Regarder sans jugements
Laisser les tableaux être ce qu’ils sont, même s’ils dérangent par leurs dissonances. Pas besoin d’atténuer, d’harmoniser, de pastelliser, d’arrondir les angles, de rajouter un lavis blanchet, de retoucher pour retrouver une forme plus proche d’une certaine perfection, d’un certain concept du beau, de la composition harmonieuse des formes et des couleurs. Arriver à regarder les tableaux sans jugements de valeur, au-delà du beau et du laid, du bon et du mauvais tableau, des préférences. Percevoir ce que chacun exprime, soit par son harmonie, soit par ses dissonances ou ses imperfections.
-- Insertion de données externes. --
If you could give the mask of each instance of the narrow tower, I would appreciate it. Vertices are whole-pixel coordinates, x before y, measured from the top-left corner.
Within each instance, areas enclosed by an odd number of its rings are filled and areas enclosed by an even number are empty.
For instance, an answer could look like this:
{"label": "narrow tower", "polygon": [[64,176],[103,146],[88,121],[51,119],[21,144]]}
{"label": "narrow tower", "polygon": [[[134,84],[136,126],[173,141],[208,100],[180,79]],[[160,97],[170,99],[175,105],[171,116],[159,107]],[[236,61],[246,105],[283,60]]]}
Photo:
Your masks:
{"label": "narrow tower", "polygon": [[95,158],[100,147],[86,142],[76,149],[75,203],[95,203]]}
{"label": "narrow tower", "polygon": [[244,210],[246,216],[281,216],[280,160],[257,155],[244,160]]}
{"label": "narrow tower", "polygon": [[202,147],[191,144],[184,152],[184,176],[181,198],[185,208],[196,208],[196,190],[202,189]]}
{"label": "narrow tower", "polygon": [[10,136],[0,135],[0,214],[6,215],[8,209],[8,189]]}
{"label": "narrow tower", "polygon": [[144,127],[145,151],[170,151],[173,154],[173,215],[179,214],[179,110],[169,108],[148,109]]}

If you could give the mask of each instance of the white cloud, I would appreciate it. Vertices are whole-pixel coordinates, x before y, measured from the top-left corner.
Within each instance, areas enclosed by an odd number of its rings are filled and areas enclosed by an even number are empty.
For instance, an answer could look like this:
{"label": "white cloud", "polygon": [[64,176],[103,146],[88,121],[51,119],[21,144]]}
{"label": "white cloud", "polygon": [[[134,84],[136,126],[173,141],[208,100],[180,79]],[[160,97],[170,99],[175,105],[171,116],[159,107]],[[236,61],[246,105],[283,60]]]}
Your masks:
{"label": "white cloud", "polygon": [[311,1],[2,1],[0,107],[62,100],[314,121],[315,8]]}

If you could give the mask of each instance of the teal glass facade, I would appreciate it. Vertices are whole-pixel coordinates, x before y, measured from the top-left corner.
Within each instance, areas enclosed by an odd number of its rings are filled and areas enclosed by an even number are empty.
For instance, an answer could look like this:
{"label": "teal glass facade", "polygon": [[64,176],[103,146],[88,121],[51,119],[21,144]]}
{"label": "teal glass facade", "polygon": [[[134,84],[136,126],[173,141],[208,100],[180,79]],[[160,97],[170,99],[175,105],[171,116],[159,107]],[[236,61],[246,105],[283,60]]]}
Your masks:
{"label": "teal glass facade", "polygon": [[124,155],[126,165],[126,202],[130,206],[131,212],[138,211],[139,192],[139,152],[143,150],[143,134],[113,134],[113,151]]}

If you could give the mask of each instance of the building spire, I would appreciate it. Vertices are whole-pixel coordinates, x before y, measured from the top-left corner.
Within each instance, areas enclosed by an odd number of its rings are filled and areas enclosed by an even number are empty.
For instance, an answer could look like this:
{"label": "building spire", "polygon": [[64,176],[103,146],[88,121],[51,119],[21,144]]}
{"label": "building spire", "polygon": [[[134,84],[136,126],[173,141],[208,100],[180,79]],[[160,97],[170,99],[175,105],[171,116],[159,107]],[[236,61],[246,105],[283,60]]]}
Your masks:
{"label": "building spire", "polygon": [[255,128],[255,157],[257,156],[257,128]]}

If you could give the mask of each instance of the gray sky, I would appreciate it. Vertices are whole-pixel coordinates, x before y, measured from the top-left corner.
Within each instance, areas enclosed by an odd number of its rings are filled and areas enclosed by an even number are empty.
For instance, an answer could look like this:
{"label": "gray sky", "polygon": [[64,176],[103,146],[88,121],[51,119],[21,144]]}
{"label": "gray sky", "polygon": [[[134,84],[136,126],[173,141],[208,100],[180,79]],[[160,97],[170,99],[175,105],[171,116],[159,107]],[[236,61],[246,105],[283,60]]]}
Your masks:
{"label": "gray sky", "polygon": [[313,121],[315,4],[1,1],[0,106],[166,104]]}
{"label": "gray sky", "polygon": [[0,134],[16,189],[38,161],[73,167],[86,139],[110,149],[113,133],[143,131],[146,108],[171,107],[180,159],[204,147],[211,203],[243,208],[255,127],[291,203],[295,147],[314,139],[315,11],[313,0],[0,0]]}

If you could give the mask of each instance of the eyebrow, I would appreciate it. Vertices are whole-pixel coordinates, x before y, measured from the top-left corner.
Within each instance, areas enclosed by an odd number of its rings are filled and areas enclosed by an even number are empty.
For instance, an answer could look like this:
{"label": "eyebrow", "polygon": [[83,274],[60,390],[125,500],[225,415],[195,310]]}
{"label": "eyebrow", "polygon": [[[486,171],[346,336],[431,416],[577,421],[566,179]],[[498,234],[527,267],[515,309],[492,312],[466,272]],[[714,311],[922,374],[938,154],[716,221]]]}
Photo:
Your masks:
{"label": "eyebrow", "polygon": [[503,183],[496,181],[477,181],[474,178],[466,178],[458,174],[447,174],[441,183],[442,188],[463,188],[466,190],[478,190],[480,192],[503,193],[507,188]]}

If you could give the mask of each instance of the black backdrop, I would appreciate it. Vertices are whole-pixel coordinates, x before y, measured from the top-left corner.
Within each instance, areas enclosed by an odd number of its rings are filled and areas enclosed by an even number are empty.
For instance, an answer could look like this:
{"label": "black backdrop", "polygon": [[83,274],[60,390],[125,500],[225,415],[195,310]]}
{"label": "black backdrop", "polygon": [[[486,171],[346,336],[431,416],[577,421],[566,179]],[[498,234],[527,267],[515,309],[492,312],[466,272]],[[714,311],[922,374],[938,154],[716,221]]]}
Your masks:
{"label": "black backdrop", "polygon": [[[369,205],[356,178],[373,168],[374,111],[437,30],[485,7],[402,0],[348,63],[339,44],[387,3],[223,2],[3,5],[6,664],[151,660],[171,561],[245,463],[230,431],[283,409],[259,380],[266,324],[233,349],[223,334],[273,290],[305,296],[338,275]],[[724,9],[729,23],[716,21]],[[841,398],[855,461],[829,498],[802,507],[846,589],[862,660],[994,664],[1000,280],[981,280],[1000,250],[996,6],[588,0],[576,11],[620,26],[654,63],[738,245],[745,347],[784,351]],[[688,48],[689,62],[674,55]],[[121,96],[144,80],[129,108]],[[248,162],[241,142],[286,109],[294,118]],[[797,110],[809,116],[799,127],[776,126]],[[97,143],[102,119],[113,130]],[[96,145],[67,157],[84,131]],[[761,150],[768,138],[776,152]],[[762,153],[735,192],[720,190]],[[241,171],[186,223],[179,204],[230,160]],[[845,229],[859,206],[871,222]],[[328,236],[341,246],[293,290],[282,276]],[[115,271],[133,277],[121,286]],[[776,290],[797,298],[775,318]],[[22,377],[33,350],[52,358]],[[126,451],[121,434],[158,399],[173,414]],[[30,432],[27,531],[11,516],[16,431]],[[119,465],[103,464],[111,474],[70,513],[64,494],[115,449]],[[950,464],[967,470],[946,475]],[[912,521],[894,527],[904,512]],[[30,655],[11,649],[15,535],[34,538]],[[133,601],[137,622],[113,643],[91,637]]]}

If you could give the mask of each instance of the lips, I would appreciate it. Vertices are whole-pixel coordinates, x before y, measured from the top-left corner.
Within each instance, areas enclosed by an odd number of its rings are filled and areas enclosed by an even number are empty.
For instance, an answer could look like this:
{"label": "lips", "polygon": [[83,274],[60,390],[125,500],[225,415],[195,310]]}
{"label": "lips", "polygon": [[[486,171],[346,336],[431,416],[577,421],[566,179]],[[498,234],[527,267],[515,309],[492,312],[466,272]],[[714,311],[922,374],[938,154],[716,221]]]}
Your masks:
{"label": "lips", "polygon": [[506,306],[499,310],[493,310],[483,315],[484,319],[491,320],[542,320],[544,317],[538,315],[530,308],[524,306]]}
Comprendre pourquoi il nous gène, qu’est-ce que nous ne pouvons pas accepter ou aimer, et essayer d’avoir de la patience, de la tolérance, de la compassion pour l’imparfait, l’inachevé, les tensions ou frictions qu’il suscite en nous. Accepter the way it is, le résultat d’une action picturale, d’un moment créatif, heureux ou malheureux, appliqué ou impulsif, concentré ou distrait. Percevoir la manifestation visuelle de la force vitale, de la conscience cosmique, dans un de ses multiples aspects. C’est ça le vrai abstrait, la manifestation visuelle d’un instant, pas une œuvre achevée, préméditée pour plaire et répondre à certains critères conceptuels et esthétiques, si ce n’est commerciaux. Pouvoir accepter le premier jet aussi bien qu’un travail très abouti et léché. Ne pas être obligé de se soumette à des canons.
Je ne sais pas si je suis convaincu par cette théorie, et si je ne vais pas néanmoins retoucher. Le désir du beau et du parfait est insistant. La peur de la médiocrité, de l’ordinaire, d’une certaine facilité ou simplicité, innocence, naïveté, incompétence, du refus de la technique et du talent.